If King Grumbelo had not been so anxious to find out who did live inside the house he would certainly have ridden away, there and then; but the more he looked at the beautiful garden and the charming little dwelling of rose leaves, the more he longed for an answer to his question. So he kept his temper with difficulty, and turned once more to the aggravating dragon.

He put spurs to his horse and chased the squirrel until he overtook it, when it immediately turned into a field mouse and sprang into a large hole in the root of an old elm tree; and after it went King Grumbelo without a moment's hesitation. He left his horse outside, and threw his crown on the ground, and crept into the hole as humbly as though he had not been a King at all.

"Lady Whimsical, I want you to come away with me and be my Queen," he said. She shook her head and smiled. "Why not?" demanded King Grumbelo. She smiled again. "Why not?" shouted King Grumbelo at the very top of his voice.

The King looked at him in surprise; for, although he was decidedly small for a dragon, he was certainly much too large and too clumsy to live in a house made entirely of rose leaves. "Can you tell me who lives here?" asked King Grumbelo, politely; for, as every one knows, it is always wise to be polite to a dragon however small he may be.

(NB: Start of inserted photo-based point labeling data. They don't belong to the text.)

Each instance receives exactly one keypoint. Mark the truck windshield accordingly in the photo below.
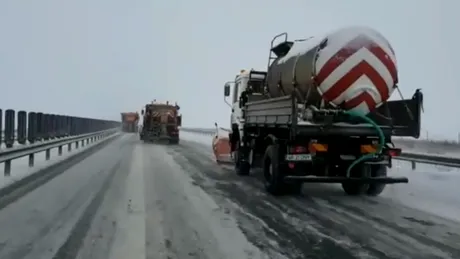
(257, 86)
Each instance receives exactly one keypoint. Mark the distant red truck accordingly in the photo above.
(129, 121)
(161, 121)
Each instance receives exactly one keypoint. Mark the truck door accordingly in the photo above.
(236, 110)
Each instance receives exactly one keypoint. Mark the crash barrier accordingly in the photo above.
(31, 127)
(8, 155)
(411, 157)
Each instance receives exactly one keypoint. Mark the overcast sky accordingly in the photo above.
(97, 58)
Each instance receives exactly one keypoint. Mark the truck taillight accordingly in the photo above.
(297, 150)
(394, 152)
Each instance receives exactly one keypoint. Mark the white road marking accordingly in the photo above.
(130, 237)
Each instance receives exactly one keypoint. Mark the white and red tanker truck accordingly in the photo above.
(320, 113)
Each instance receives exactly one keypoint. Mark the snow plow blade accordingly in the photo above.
(313, 179)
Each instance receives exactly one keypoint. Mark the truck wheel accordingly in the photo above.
(274, 182)
(174, 141)
(376, 189)
(356, 189)
(241, 167)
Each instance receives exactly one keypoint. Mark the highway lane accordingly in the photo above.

"What?" cried the King, astounded. "She does not wish to be my Queen?" "Not exactly that, your Majesty," stammered the Comptroller of Whole Holidays; "but she declares she could never marry any one who who " "Who has so ridiculous a name as your Majesty!" said the Professor of Practical Jokes without a moment's hesitation. King Grumbelo stepped down from his throne and merely smiled.

"Then go back and tell her so," said the witch woman, promptly. "Do you think that will make her come out from her house of rose leaves?" asked King Grumbelo. "I should n't wonder," said the Wise Woman of the Wood; "but go and see for yourself.

"I should like nothing better," said King Grumbelo. "But first of all I must confess to you that I have an extremely ugly name. Do you think you can bear to hear it?" "I know it already!" laughed the Lady Whimsical. "Do you suppose I have n't coaxed it out of my dragon long ago? But I, too, have something to confess to you. Do you think it will make you angry?"

Years and years and years ago, in a country that has been long forgotten, there lived a king called Grumbelo. In spite of his extremely ugly name, which was certainly no fault of his, he was young, handsome, and talented; and this made it all the more remarkable that he had never thought of seeking a wife.

There were a hundred and fifty altogether; but although they were without doubt both beautiful and foolish, they never stopped talking for an instant, and not one of them would King Grumbelo have for his Queen. So the Royal Comptroller of Whole Holidays and the learned Professor of Practical Jokes put their heads together once more, and in a few days' time they came again to the King.

"Will nothing induce you to speak just one word to me?" he exclaimed; and then he ran right away from her mocking laughter, and did not even wait to have the rose-leaf door banged in his face. It was a very crestfallen King Grumbelo who knocked at the gates of apple-blossom on the following morning.